This section outlines the setup for the virtual environment required for time-series prediction based on UrbanEV, using Python 3.8 and PyTorch 2.4.1. Assuming your working directory is the project root directory, here are the relevant commands:
Windows
cd code
init_env.bat
Linux
cd code
./init_env.sh
Due to the discontinuation of PyG Temporal, you may encounter a ModuleNotFoundError: No module named 'torch_geometric.utils.to_dense_adj' when running ASTGCN experiments. To resolve this, change from torch_geometric.utils.to_dense_adj import to_dense_adj to from torch_geometric.utils import to_dense_adj.

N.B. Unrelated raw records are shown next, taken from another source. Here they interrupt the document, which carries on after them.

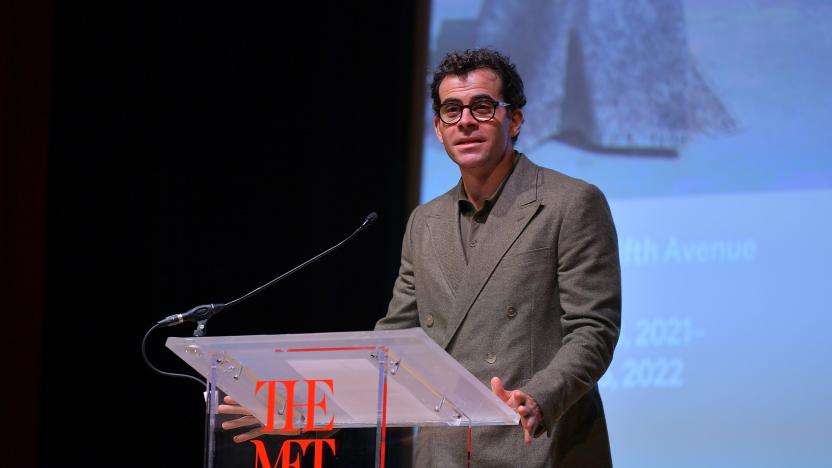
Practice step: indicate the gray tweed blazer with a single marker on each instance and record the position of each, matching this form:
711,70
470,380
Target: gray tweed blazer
539,306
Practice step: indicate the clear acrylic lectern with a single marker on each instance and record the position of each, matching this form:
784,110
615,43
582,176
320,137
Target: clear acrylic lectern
324,385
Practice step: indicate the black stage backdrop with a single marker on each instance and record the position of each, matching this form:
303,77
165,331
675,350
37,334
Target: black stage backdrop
196,151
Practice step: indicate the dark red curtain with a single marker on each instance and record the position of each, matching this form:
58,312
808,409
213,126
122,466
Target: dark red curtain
25,44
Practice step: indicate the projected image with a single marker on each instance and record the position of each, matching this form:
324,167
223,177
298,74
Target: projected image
612,77
704,123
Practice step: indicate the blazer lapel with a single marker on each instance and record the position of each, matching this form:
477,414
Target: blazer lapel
444,233
513,210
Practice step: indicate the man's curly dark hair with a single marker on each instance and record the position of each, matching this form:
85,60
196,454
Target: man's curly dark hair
462,63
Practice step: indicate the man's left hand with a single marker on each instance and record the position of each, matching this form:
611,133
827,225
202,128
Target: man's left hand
524,404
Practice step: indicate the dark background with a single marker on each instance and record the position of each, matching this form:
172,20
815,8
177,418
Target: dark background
160,155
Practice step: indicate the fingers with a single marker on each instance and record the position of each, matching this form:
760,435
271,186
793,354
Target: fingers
240,422
246,436
498,389
233,409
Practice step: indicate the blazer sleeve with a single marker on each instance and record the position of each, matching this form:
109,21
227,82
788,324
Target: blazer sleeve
403,311
589,288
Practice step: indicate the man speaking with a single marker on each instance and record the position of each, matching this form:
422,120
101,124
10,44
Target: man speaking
515,272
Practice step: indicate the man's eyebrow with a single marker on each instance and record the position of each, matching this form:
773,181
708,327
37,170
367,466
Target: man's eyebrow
474,98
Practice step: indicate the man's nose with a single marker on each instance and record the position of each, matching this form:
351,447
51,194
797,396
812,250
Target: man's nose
467,119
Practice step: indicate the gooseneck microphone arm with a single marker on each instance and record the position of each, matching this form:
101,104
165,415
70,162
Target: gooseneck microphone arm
204,312
201,314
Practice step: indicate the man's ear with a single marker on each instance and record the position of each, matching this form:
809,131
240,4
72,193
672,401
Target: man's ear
436,124
516,122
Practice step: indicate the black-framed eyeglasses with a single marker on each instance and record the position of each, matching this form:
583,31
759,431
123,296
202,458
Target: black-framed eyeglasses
482,110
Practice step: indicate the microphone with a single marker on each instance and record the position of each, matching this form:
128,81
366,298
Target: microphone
202,313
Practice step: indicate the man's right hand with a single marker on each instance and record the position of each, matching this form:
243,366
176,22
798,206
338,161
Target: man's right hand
246,419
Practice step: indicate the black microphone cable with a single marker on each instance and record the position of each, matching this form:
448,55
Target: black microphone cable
202,313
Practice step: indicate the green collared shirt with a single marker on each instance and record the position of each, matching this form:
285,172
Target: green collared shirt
472,220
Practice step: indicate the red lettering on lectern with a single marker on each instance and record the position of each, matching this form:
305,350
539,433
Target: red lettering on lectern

Seepyg-#9023 (reply in thread) for more details.
Assuming your working directory is the project root directory
Traditional and deep learning-based model
cd code
conda activate UrbanEV
python main.py --model=fcnn --pre_len=3 --fold=1 --pred_type=region --add_feat=None --feat occ --epoch 1
Transformer-based model
cd code-transformer
conda activate UrbanEV
python run.py --task_name long_term_forecast --is_training 1 --root_path ./dataset/UrbanEV/ --data_path occ-e.csv --model_id st-evcdp_12_3 --model TimeXer --data custom --features M --seq_len 12 --label_len 12 --e_layers 1 --factor 1 --enc_in 608 --dec_in 608 --c_out 304 --d_model 512 --d_ff 512 --des Exp --batch_size 32 --learning_rate 0.001 --itr 1 --train_epochs 1 --pred_len 3 --pred_type region --add_feat None --fold 3 --feat occ
Windows
cd code
conda activate UrbanEV
exp.bat
Linux
cd code
conda activate UrbanEV
./exp.sh
Windows
cd code
conda activate UrbanEV
python preprocess.py
cd ..
cd code-transformer
exp.bat
Linux
cd code
conda activate UrbanEV
python preprocess.py
cd ..
cd code-transformer
./exp.sh
The project is based on the following time series forecasting repositories, from which you can explore more about the models and methods by clicking on the respective links:
- Time Series Library (TSLib):https://github.com/thuml/Time-Series-Library.
- PyG Temporal: https://github.com/benedekrozemberczki/pytorch_geometric_temporal
More updates will be posed in the near future! Thank you for your interest.